Three common types of custom Skills:
- Workflow type: Package fixed steps (like organizing meeting notes)
- Checklist type: Run through before going live to avoid missing items
- Domain expert type: Codify judgment frameworks (like production issue investigation)
Writing tips:
- description writes trigger conditions, not feature descriptions: “Call when you have raw meeting notes to organize” is much more accurate than “Organize meeting recordings into structured weekly reports”
- One Skill does one thing only
11. Other Useful Tools
Kami: AI Typesetting Tool
Install: npx skills add tw93/Kami -g
8 templates (one-pager, portfolio, slides, resume, etc.), consistent style. Use cases: Meeting notes → brief, project progress → one-pager, personal experience → resume.

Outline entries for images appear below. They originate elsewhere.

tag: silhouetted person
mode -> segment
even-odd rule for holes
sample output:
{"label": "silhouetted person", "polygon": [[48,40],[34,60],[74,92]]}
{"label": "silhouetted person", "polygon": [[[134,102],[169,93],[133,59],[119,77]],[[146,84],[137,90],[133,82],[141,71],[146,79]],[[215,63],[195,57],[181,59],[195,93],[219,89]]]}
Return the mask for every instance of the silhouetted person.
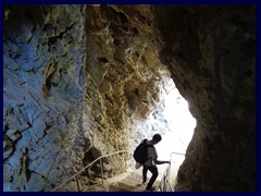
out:
{"label": "silhouetted person", "polygon": [[148,147],[148,161],[146,161],[144,163],[144,169],[142,169],[144,182],[142,183],[146,183],[146,181],[147,181],[148,170],[152,173],[152,176],[150,177],[149,183],[146,186],[146,191],[148,191],[148,192],[154,189],[154,187],[152,187],[152,185],[153,185],[157,176],[159,175],[158,168],[156,164],[171,163],[170,161],[158,160],[158,154],[157,154],[157,150],[153,145],[157,145],[160,140],[161,140],[160,134],[154,134],[151,140],[149,140],[149,139],[146,140],[147,145],[150,145],[150,146]]}

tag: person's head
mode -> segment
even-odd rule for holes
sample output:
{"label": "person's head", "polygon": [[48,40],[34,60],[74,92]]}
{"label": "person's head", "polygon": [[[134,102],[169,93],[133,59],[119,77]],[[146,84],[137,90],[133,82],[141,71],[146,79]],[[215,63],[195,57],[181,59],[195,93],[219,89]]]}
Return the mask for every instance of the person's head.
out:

OpenCLI: Turn Web Actions into Commands
Website: opencli.info
Built-in CLI adapters for Xiaohongshu, Zhihu, Twitter/X, Bilibili, and more—turns web actions into commands. Use cases include scraping Xiaohongshu research data, auto-compiling multi-platform sentiment into daily reports.

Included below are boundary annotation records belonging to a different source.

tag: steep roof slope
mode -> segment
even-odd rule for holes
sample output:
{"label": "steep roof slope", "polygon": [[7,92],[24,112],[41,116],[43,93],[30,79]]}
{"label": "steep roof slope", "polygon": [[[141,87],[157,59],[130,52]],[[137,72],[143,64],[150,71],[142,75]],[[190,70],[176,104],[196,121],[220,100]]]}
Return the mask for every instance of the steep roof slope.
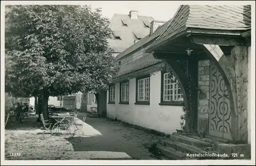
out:
{"label": "steep roof slope", "polygon": [[110,27],[115,35],[109,40],[110,46],[115,52],[121,52],[134,44],[134,40],[140,39],[150,33],[152,17],[138,16],[138,19],[131,19],[127,14],[115,14],[110,20]]}
{"label": "steep roof slope", "polygon": [[251,6],[181,5],[167,29],[148,50],[175,38],[188,28],[219,30],[246,30],[251,28]]}
{"label": "steep roof slope", "polygon": [[119,60],[126,55],[131,53],[132,52],[139,49],[139,48],[146,44],[148,44],[150,42],[153,42],[154,40],[156,39],[161,34],[162,34],[168,27],[168,25],[170,23],[172,20],[168,21],[165,23],[163,24],[161,26],[159,26],[156,31],[152,34],[151,35],[147,35],[138,42],[131,45],[130,47],[124,50],[123,52],[121,52],[117,57],[116,58],[117,60]]}
{"label": "steep roof slope", "polygon": [[153,55],[152,53],[145,53],[144,50],[148,47],[150,43],[152,43],[152,42],[156,40],[165,31],[170,21],[169,20],[159,26],[154,33],[150,36],[148,35],[144,37],[139,41],[125,50],[123,52],[122,52],[116,57],[117,59],[120,59],[122,58],[125,59],[126,57],[133,56],[134,53],[138,51],[143,51],[141,58],[138,59],[136,61],[130,61],[129,63],[125,64],[125,65],[121,65],[121,69],[118,73],[113,76],[114,79],[161,62],[161,60],[156,60],[154,58]]}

Claude Design: Prototypes Without Code
Website: claude.ai/design
Launched by Anthropic in April 2026. Upload screenshots or documents to generate interactive prototypes, slides, or landing pages. Product managers can use it to draw prototypes for review, then hand them to Claude Code to turn into code.

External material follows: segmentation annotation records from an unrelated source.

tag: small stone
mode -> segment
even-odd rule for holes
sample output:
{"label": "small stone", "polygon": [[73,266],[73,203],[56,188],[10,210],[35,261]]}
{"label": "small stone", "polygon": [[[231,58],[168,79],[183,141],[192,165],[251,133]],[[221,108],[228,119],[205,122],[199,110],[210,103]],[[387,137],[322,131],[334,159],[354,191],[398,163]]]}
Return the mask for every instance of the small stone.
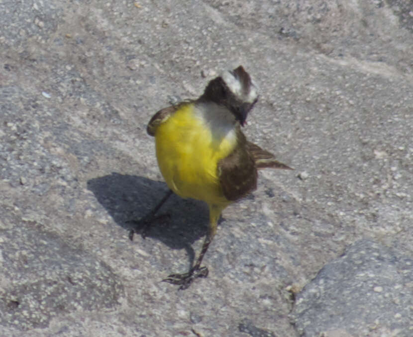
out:
{"label": "small stone", "polygon": [[307,178],[309,177],[309,173],[307,173],[306,171],[303,171],[303,172],[301,172],[298,174],[298,177],[300,178],[301,180],[306,180]]}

12. Small Habits After Getting Comfortable
- Screenshots are faster than text: Drop an image to describe interface issues—layout, colors, hierarchy all come through
- Break tasks into small pieces: Tasks that can be described in one sentence almost never go wrong
- Restart when the conversation goes off track: Clearing context and starting over is faster than trying to correct it repeatedly
- Memory remembers preferences across projects: Say “remember I like to see the plan first” and it’s permanent
- Double-tap ESC to edit the last message: No need to restart the session
13. Security Habits
- In CLAUDE.md, require explaining what will be done before every execution
- Ask about unfamiliar commands before confirming
- Don’t practice on production environments
- Store API keys in environment variables or
.envfiles, never paste them into chat - For features involving login, payments, or personal information, use services like Clerk or Stripe rather than building from scratch
Final Thoughts
After reading Tw93’s article, my biggest takeaway is: The barrier to AI Coding really isn’t that high.
Many people feel intimidated by terminals and think command lines are exclusive to programmers. But in reality, Claude Code is essentially a “very blunt but technically brilliant programmer”—you just need to explain the problem clearly and set good acceptance criteria, and it does the work.
From modifying an Excel file, to building a small tool, to automating weekly repetitive work, everyone can find their own “software for one.”
The key isn’t whether you can write code—it’s whether you can explain the problem clearly.